Spider silk is Nature’s high performance material that has the potential to revolutionize the materials industry. However, production and spinning of artificial spider silk fibers are very challenging, due to the large size and repetitive nature of the silk proteins. In order to fulfill the potential of spider silk we need to increase our understanding of the silk formation process. The only so far characterized spider genome from Nephila clavipes is large (3.5Gb) and repetitive 55%) which have made the characterization difficult (Babb et al. Nat genetics. 2017). However, the 3’UTRs are annotated which opens up the possibility for using scRNA sequencing of the Nephila glands. For artificial spider silk production, the spider silk genes are of particular interest, and also these poses additional challenges in that they are large (up to 30kb), extremely repetitive and GC-rich. These are probably the reasons why the spider silk genes in the Nephila genome could not be completely characterized.

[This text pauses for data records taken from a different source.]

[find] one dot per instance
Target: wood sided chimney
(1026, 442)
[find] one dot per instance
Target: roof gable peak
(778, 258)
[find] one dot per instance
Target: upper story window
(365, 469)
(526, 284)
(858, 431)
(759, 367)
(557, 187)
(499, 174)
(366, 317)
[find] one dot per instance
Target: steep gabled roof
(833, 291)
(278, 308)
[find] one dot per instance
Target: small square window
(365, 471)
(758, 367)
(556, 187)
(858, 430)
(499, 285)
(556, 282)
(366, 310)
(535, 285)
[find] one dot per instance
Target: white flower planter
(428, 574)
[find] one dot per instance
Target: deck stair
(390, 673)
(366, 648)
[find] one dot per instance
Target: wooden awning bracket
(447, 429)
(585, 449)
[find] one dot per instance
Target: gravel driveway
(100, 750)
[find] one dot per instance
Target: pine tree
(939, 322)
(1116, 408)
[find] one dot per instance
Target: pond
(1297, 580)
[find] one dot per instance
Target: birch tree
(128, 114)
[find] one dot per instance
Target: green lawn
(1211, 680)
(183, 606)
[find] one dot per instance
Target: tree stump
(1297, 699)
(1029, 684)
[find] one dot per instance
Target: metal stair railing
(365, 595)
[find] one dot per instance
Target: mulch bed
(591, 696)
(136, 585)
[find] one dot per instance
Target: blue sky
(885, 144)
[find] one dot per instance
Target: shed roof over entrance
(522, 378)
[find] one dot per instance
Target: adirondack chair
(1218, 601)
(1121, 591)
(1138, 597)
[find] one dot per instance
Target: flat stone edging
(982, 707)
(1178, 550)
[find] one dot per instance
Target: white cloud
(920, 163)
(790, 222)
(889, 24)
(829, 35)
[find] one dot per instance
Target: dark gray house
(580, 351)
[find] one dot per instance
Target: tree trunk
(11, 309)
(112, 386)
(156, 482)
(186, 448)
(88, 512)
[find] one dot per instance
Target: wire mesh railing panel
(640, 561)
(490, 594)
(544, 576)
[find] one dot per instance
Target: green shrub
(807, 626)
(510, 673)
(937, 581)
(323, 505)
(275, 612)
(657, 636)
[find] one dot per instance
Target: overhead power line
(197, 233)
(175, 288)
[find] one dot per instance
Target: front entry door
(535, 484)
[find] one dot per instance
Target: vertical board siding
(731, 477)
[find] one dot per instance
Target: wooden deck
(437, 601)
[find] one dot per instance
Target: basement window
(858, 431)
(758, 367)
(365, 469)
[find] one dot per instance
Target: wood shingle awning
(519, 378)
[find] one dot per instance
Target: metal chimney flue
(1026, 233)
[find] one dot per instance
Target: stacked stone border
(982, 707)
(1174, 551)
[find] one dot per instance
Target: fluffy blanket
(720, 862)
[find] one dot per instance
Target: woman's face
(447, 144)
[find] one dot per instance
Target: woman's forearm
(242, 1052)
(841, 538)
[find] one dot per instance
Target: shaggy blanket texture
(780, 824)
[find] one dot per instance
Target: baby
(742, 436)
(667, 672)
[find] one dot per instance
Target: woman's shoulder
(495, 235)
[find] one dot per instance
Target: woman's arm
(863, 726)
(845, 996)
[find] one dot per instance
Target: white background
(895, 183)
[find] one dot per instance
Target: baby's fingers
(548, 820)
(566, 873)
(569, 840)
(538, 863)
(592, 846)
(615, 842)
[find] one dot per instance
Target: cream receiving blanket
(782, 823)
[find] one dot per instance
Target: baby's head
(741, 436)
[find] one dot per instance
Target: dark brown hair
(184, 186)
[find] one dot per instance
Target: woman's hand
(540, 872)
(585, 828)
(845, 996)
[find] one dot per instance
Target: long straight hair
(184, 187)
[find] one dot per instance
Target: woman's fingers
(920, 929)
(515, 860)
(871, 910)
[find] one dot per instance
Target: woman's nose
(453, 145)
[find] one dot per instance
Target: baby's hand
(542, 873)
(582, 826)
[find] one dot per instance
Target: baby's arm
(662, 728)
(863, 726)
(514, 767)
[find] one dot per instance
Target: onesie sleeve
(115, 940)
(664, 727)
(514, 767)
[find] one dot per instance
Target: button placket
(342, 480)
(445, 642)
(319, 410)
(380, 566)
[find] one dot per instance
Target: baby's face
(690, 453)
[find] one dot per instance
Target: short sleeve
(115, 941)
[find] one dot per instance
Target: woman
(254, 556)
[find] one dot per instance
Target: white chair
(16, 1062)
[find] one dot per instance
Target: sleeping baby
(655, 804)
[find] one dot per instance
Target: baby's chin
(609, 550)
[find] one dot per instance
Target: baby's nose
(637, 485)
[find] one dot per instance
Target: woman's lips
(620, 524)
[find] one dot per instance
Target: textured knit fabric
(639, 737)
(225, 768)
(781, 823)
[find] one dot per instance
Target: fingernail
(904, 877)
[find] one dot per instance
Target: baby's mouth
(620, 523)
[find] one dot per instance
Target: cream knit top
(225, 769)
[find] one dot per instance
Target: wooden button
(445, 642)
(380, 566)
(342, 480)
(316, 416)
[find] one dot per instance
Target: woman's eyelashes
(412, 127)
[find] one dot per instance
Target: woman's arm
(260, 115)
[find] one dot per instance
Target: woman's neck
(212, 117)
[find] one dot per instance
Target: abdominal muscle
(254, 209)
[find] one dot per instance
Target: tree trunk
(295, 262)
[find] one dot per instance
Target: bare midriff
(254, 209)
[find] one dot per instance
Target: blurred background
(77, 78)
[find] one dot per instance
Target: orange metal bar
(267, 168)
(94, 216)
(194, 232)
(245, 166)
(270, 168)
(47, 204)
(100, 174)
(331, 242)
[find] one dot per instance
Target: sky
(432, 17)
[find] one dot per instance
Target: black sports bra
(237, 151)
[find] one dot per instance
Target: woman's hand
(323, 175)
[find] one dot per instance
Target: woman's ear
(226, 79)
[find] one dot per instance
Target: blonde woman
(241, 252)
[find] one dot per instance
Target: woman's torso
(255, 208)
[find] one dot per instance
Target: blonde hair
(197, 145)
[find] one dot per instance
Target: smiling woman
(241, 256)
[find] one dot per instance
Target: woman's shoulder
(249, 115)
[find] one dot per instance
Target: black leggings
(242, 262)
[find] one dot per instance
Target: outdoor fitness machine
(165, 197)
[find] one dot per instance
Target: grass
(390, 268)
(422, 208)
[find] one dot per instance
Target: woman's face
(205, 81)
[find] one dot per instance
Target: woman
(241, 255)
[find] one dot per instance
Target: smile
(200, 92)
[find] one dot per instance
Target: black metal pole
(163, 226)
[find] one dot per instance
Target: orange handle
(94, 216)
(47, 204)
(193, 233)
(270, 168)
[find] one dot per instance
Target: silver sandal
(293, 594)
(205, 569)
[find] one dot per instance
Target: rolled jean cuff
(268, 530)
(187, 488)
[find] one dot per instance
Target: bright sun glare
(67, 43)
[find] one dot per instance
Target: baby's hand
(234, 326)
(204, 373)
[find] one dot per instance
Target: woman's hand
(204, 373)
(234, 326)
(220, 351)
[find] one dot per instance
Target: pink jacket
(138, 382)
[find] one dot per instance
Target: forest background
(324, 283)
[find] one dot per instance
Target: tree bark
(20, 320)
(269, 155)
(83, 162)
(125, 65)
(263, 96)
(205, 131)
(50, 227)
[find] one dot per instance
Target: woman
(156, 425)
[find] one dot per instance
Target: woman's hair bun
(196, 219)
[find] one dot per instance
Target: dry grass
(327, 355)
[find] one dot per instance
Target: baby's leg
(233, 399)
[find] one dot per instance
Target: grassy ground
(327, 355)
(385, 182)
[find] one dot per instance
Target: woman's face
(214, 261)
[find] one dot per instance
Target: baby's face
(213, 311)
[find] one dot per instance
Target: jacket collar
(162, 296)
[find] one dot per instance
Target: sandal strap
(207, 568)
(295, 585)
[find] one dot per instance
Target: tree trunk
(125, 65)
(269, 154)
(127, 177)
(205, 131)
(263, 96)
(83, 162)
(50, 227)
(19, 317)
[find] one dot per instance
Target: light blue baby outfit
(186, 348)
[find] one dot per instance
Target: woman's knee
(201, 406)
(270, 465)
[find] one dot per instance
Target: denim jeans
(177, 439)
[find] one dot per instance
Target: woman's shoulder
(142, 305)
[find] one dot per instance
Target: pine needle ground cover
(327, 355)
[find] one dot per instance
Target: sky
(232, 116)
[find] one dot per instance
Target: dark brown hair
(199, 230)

Recent insights into the physiology and molecular mechanisms of the spinning process has made it to develop a miniature spider silk protein that can be spun into fibers using a biomimetic artificial spider silk spinning device (see our publications Andersson et al. Nat Chem Biol. 2017; Otikovs et al. Angew Chemie Int Engl Ed. 2017). We are, for the first time, able to spin artificial silk fibers in which the proteins adopt correct secondary, tertiary and quaternary structures. The fibers we produce are not as strong as the native material which may be a consequence of proteins missing in the fiber and/or that the spinning conditions are suboptimal.
Now, we aim to build on these recent insights and aim to generate artificial silk fibers with the same mechanical properties as native spider silk. To reach this aim we will use single cell RNA (ScRNA) to better understand the function of the spider silk gland, and possibly also identify novel proteins involved in the spinning process.